Entre os demitidos estão figuras consagradas do jornalismo, como André Trigueiro, Berenice Seara, Carlos Andreazza (por sinal, ótimo editor de livros, tendo se destacado na Editora Record), Juca Kfouri e Ricardo Mendonça.
Desde já, é preciso esclarecer que André Trigueiro permanece na GloboNews (prestigiado como excelente comentarista de temas ambientais e outros) e no “Jornal Nacional”, da Globo. Carlos Andreazza foi mantido como articulista de “O Globo”. Juca Kfouri, um dos mais qualificados analistas esportivos do país, mantém sua coluna no UOL.
Se a Fenaj fala, com propriedade, em “demissão coletiva” — dada a quantidade de profissionais —, o Grupo Globo não apresentou informações sobre os motivos de defenestrar profissionais que estavam há anos em suas redações.
No meio jornalístico, fala-se em “contenção de despesas” e “reposicionamento editorial”. O primeiro motivo é plausível. Empresas tentam, a qualquer custo, manter (ou aumentar) sua margem de lucro ou, em certos casos, evitar a ampliação de possíveis prejuízos financeiros. A segunda razão é, por certo, duvidosa. Pode uma empresa de comunicação se reposicionar em termos editoriais despedindo alguns de seus funcionários mais competentes e experientes?
Os gabinetes do ódio e do tédio — produzem tanta mentira que cansam até os mais crédulos dos mortais — diziam que a Globo estava em crise e a “causa” era que o governo de Jair Bolsonaro não enchia os cofres da família Marinho. Na verdade, até por razões de mercado, a gestão federal, quando precisou, buscou anunciar na maior (e melhor) rede de comunicação do país.
Se havia uma crise na Globo, a causa não era o governo Bolsonaro. Tanto que, no governo de Lula da Silva, do PT — que não é hostil à empresa —, a Globo persiste demitindo.
O que há, de fato, é uma crise global das comunicações. A competição intensa com o entretenimento e o jornalismo internacional — cada vez mais acessíveis, com custos relativamente baixos (porque os produtos são vendidos em escala, em todo o mundo) — gera crises locais, reduzindo tanto a audiência quanto o faturamento comercial.

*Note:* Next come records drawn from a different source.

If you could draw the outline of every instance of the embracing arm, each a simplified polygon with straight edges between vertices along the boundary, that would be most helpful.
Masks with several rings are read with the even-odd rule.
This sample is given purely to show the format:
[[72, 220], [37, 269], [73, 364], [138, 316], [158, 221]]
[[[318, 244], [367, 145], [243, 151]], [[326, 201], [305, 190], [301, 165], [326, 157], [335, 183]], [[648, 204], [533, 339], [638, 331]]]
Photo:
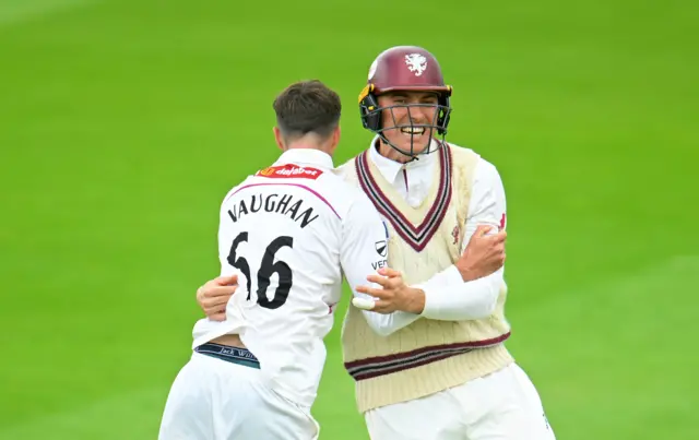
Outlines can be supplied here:
[[[481, 159], [464, 227], [465, 249], [461, 259], [425, 283], [412, 286], [417, 289], [416, 295], [425, 297], [420, 317], [459, 321], [493, 313], [505, 284], [505, 218], [506, 199], [500, 175], [495, 166]], [[487, 229], [483, 230], [481, 226], [490, 227], [490, 233], [486, 234]]]

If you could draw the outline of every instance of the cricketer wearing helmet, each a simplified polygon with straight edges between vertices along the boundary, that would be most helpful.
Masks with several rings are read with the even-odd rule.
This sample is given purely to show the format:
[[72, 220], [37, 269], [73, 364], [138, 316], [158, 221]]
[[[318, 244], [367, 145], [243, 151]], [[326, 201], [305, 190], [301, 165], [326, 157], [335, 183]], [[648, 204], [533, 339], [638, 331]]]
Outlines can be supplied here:
[[[503, 345], [502, 181], [493, 164], [446, 142], [451, 94], [420, 47], [392, 47], [369, 68], [359, 110], [375, 136], [336, 173], [382, 216], [390, 269], [367, 280], [376, 287], [357, 287], [377, 300], [348, 308], [344, 365], [372, 440], [554, 439], [538, 393]], [[485, 269], [481, 246], [501, 251], [496, 267]], [[210, 281], [198, 292], [212, 319], [223, 319], [224, 288]], [[393, 313], [393, 328], [371, 331], [367, 309]]]
[[[503, 229], [505, 191], [490, 163], [445, 141], [452, 87], [420, 47], [390, 48], [359, 95], [368, 150], [342, 165], [389, 227], [378, 296], [419, 288], [402, 329], [372, 333], [357, 308], [343, 325], [345, 368], [372, 440], [553, 439], [534, 385], [505, 347], [503, 267], [472, 280], [458, 260], [478, 225]], [[383, 280], [381, 280], [383, 278]]]

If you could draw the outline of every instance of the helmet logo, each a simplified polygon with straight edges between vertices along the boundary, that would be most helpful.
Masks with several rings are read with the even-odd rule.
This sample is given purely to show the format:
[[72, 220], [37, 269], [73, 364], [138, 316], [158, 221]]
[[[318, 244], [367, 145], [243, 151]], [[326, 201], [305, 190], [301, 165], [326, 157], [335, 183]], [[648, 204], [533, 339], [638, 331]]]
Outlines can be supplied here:
[[377, 66], [379, 66], [379, 59], [378, 58], [376, 60], [374, 60], [374, 62], [371, 63], [371, 67], [369, 68], [369, 78], [368, 78], [369, 81], [371, 81], [371, 79], [376, 74]]
[[406, 55], [405, 66], [407, 66], [407, 70], [415, 73], [415, 76], [419, 76], [427, 69], [427, 58], [420, 53]]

Então, se há uma crise na Globo, a causa não são governos ou personalidades da política, como Jair Bolsonaro.
A Globo (e não só a Globo, mas todos aqueles que são “grandes”, filhos dos tempos das vacas gordas) terá de se reinventar para — ficando menor — permanecer grande.
A Globo já está se reinventando, e há alguns anos. A empresa está mais enxuta, mas, como foi surpreendida por um “movimento” internacional — a respeito do qual não tem nenhum controle —, gestado em parte pelo streaming, não pôde reduzir, de maneira rápida, sua estrutura gigantesca.

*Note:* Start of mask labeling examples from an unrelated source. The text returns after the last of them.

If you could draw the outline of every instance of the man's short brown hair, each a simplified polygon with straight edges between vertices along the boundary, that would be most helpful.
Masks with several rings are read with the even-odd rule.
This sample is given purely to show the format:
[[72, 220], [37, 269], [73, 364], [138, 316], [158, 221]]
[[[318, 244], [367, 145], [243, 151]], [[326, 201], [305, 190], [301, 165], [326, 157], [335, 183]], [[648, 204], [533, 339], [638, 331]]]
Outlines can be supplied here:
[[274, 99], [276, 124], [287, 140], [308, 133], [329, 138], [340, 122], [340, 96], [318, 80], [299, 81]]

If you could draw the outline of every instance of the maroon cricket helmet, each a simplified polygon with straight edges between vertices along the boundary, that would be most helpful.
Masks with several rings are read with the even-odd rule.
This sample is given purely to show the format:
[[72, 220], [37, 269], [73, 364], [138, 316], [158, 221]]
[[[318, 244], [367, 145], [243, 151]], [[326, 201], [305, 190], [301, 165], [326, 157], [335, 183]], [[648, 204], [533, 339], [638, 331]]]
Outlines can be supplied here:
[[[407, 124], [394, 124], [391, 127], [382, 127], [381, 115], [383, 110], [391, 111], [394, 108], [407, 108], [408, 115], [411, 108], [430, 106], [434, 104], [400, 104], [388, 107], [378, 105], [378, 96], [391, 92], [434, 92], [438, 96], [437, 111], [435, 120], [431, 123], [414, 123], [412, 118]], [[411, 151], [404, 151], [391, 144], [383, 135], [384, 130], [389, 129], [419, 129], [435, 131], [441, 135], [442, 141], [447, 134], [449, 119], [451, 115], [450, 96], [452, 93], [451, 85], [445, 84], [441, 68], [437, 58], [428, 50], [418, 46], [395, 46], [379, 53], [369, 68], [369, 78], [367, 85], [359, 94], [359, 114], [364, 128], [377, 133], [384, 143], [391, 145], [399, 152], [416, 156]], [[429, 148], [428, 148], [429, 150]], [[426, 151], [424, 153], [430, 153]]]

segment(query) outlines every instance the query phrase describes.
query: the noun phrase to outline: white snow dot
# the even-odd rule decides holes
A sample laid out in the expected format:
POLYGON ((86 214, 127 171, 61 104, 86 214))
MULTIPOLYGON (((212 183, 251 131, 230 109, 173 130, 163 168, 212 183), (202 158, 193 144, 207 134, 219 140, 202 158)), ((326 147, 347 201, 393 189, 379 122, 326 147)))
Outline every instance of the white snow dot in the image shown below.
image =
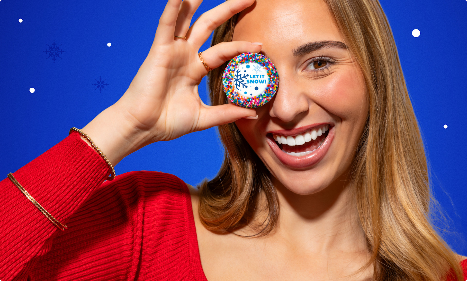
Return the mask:
POLYGON ((418 29, 412 30, 412 36, 414 37, 417 37, 420 36, 420 30, 418 29))

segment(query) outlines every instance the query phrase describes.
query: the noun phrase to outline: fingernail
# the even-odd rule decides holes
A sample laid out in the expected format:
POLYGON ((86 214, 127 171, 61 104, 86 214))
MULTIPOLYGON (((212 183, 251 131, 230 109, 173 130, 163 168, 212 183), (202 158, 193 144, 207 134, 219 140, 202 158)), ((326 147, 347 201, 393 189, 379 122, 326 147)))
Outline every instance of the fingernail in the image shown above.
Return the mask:
POLYGON ((247 116, 243 118, 245 119, 258 119, 258 115, 256 114, 256 116, 247 116))

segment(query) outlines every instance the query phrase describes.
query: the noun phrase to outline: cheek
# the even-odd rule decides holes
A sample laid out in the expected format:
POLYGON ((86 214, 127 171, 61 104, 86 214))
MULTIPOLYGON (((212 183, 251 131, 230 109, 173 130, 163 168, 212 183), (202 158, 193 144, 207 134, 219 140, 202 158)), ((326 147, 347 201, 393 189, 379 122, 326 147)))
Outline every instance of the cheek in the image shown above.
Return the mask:
MULTIPOLYGON (((272 103, 272 101, 268 103, 272 103)), ((241 118, 235 122, 243 137, 255 151, 265 145, 264 132, 269 121, 267 104, 256 109, 258 119, 241 118)))
POLYGON ((342 121, 360 119, 368 108, 363 75, 354 68, 348 68, 336 71, 317 87, 320 105, 342 121))

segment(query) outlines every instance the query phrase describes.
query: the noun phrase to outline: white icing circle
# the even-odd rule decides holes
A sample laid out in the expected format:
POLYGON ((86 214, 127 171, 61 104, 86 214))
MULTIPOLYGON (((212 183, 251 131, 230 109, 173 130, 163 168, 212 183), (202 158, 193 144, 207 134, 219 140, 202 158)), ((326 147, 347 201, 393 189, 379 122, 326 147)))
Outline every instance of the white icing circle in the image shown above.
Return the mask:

A estrutura hoje é menor, mas a margem de lucro permanece baixa. A luta parece ser muito mais para estancar prejuízos.
A impressão que tenho é que a Globo vai sobreviver, em especial por sua capacidade de gerar produtos de alta qualidade — tanto no entretenimento (a Globoplay está se firmando) quanto no jornalismo (a GloboNews é um grande acerto).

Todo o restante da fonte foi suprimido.